Privacy is the third reason. Breazzy has no backend server of its own. Your photos go from your phone directly to your bucket. Breazzy never sees them. Google Photos, by contrast, scans your photos to enable its AI features, and your library is subject to Google's privacy policy and any future changes to it.
For a full comparison, see Breazzy vs Google Photos.
How much does it actually cost?
With Backblaze B2 (the most popular provider for Breazzy users), costs as of May 2026 are $0.006 per GB per month. The first 10 GB of storage is free. Egress is free when downloaded through Cloudflare's network.
- 10 GB library: $0.00/month (within the free tier)
- 50 GB library: ~$0.24/month
- 100 GB library: ~$0.60/month
- 500 GB library: ~$3.00/month
- 1 TB library: ~$6.00/month
Cloudflare R2 is another popular option: $0.015 per GB per month with zero egress fees, and the first 10 GB free. Amazon S3 costs more per GB but works well if you are already in the AWS ecosystem. See the full pricing comparison for all three providers.
How to get started in 10 minutes
Setting up Breazzy with Backblaze B2 takes about 10 minutes start to finish:
- Create a free Backblaze account at backblaze.com. No credit card is required for the 10 GB free tier.
- Create a private B2 bucket. Give it a name like
my-android-photos. Keep it private. - Generate an application key scoped to that bucket with read and write permissions.
- Install Breazzy from the Play Store and open it.
- Enter your bucket name and application key in Breazzy's setup screen. Breazzy will verify the connection immediately.
- Choose which folders to back up (Camera, Screenshots, or all media) and tap Start backup.

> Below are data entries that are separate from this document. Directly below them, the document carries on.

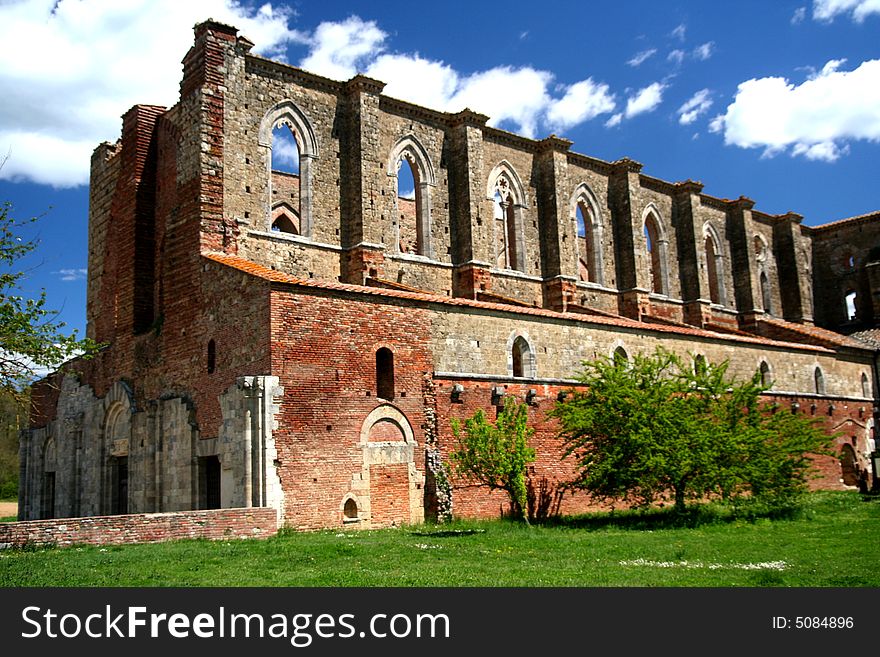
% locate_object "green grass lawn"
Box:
[0,492,880,587]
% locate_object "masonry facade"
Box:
[20,21,880,528]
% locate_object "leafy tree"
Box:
[449,397,535,524]
[551,349,831,511]
[0,390,27,500]
[0,197,98,395]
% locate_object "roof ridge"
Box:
[202,252,829,351]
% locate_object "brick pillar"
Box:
[862,261,880,324]
[535,135,577,312]
[727,196,762,316]
[672,180,712,327]
[448,109,493,299]
[608,158,651,319]
[101,105,165,340]
[773,212,813,324]
[180,21,239,253]
[340,75,394,285]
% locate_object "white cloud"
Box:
[666,49,687,64]
[447,66,553,137]
[791,141,849,162]
[0,6,614,187]
[53,268,88,281]
[626,82,666,119]
[547,78,615,130]
[326,22,614,137]
[300,16,388,80]
[710,59,880,161]
[0,0,302,187]
[694,41,715,62]
[678,89,712,125]
[627,48,657,67]
[366,55,459,109]
[813,0,880,23]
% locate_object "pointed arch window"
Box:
[387,135,436,258]
[259,100,318,237]
[844,290,856,322]
[572,183,605,285]
[511,335,534,378]
[271,203,299,235]
[760,271,773,314]
[376,347,394,401]
[706,232,726,305]
[644,209,669,294]
[487,162,527,272]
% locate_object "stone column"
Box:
[448,109,494,299]
[672,180,717,327]
[727,196,763,323]
[535,135,577,312]
[608,158,651,319]
[340,75,394,285]
[773,212,813,324]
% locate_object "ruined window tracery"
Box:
[844,290,856,322]
[572,183,605,285]
[387,134,436,258]
[259,100,318,237]
[644,205,669,294]
[760,271,773,314]
[487,162,527,273]
[511,335,534,378]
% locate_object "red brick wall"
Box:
[271,290,433,528]
[434,379,600,517]
[434,379,871,517]
[0,507,278,548]
[370,463,410,527]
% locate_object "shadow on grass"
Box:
[410,529,486,538]
[542,504,804,531]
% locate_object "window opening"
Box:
[208,338,217,374]
[512,336,532,377]
[813,367,825,395]
[845,290,856,321]
[645,215,663,294]
[376,347,394,401]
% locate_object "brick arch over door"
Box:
[360,404,424,527]
[258,100,318,237]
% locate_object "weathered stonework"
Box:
[20,21,880,528]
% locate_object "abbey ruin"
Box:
[20,21,880,528]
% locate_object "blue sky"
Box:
[0,0,880,338]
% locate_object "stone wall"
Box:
[810,213,880,332]
[0,508,278,549]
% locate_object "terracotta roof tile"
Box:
[203,252,830,351]
[758,317,865,349]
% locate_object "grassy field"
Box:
[0,492,880,587]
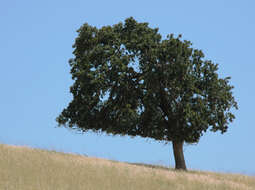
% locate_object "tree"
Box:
[56,17,237,170]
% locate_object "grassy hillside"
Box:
[0,145,255,190]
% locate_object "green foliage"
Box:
[57,17,237,143]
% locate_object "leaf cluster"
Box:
[57,17,237,142]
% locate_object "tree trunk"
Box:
[173,141,187,170]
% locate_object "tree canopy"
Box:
[57,17,237,169]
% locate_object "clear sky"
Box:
[0,0,255,175]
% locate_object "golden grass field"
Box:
[0,144,255,190]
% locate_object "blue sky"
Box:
[0,0,255,175]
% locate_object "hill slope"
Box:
[0,145,255,190]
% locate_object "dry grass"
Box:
[0,145,255,190]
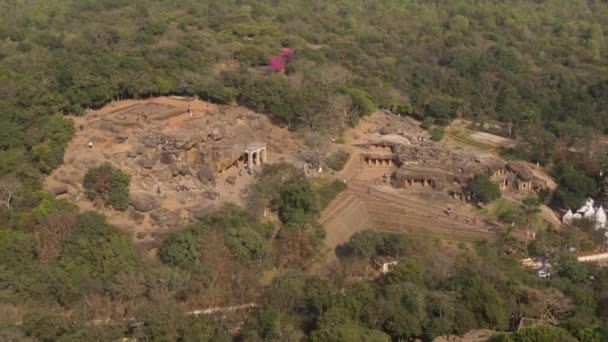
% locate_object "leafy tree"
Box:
[468,174,501,203]
[279,180,320,223]
[424,96,464,126]
[159,231,200,269]
[60,212,136,286]
[553,163,596,208]
[83,163,131,210]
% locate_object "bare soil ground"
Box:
[45,97,303,242]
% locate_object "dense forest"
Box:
[0,0,608,341]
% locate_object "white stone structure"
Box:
[562,198,606,230]
[244,142,268,168]
[562,209,574,224]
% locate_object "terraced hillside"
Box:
[322,182,496,254]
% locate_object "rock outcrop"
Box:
[129,192,160,212]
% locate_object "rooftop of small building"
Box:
[245,141,266,151]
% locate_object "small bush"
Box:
[317,180,348,209]
[431,127,445,141]
[325,150,350,171]
[469,174,501,203]
[83,163,131,210]
[159,231,200,270]
[420,116,435,129]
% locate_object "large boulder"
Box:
[196,166,215,185]
[173,130,207,150]
[203,190,220,200]
[129,191,160,212]
[49,184,68,196]
[209,128,224,141]
[138,158,156,169]
[187,204,210,220]
[150,208,179,227]
[159,151,177,164]
[169,163,181,177]
[114,133,129,144]
[198,143,244,172]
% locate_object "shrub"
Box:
[431,127,445,141]
[317,180,348,209]
[83,163,131,210]
[424,96,464,125]
[325,150,350,171]
[279,179,320,223]
[469,174,501,203]
[159,231,200,269]
[421,116,435,129]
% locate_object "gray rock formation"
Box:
[129,192,160,212]
[150,208,179,228]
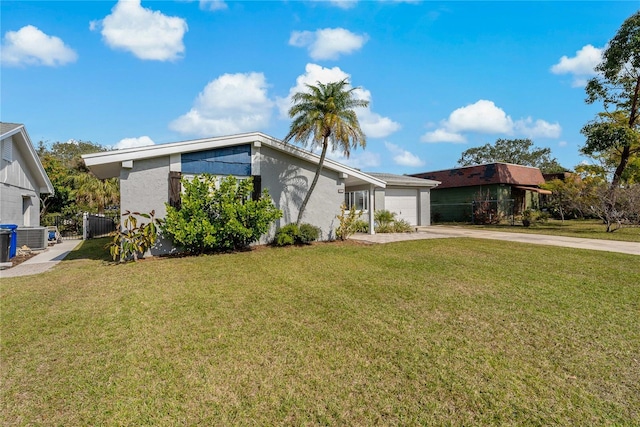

The first backup uploads all existing photos. Subsequent backups are incremental — only new or changed photos are uploaded. See the complete Backblaze B2 setup guide for screenshots of every step.
To understand what happens under the hood, read how Breazzy works.
Frequently asked questions
Is there a truly free Android photo backup?
Yes — Breazzy is a free Android app with no subscription. Storage on Backblaze B2 starts at $0 for the first 10 GB, so users with smaller libraries pay nothing at all. Beyond 10 GB the cost is about $0.60 per 100 GB per month.
What is the cheapest way to back up Android photos?
Breazzy + Backblaze B2 is the cheapest option for libraries over 15 GB. At 100 GB you pay $0.60/month versus $1.99/month for Google One. At 500 GB the gap widens further: Breazzy costs $3/month while Google One requires the $9.99/month plan. For libraries under 15 GB, Google Photos' free tier is unbeatable on price.
Can I back up Android photos without Google?
Yes. Breazzy works entirely without a Google account. You authenticate directly with your storage provider (Backblaze, Cloudflare, or AWS) using an API key you generate. No Google account, no Google servers, no Google anything — unless you choose to use Google Cloud Storage as your bucket provider.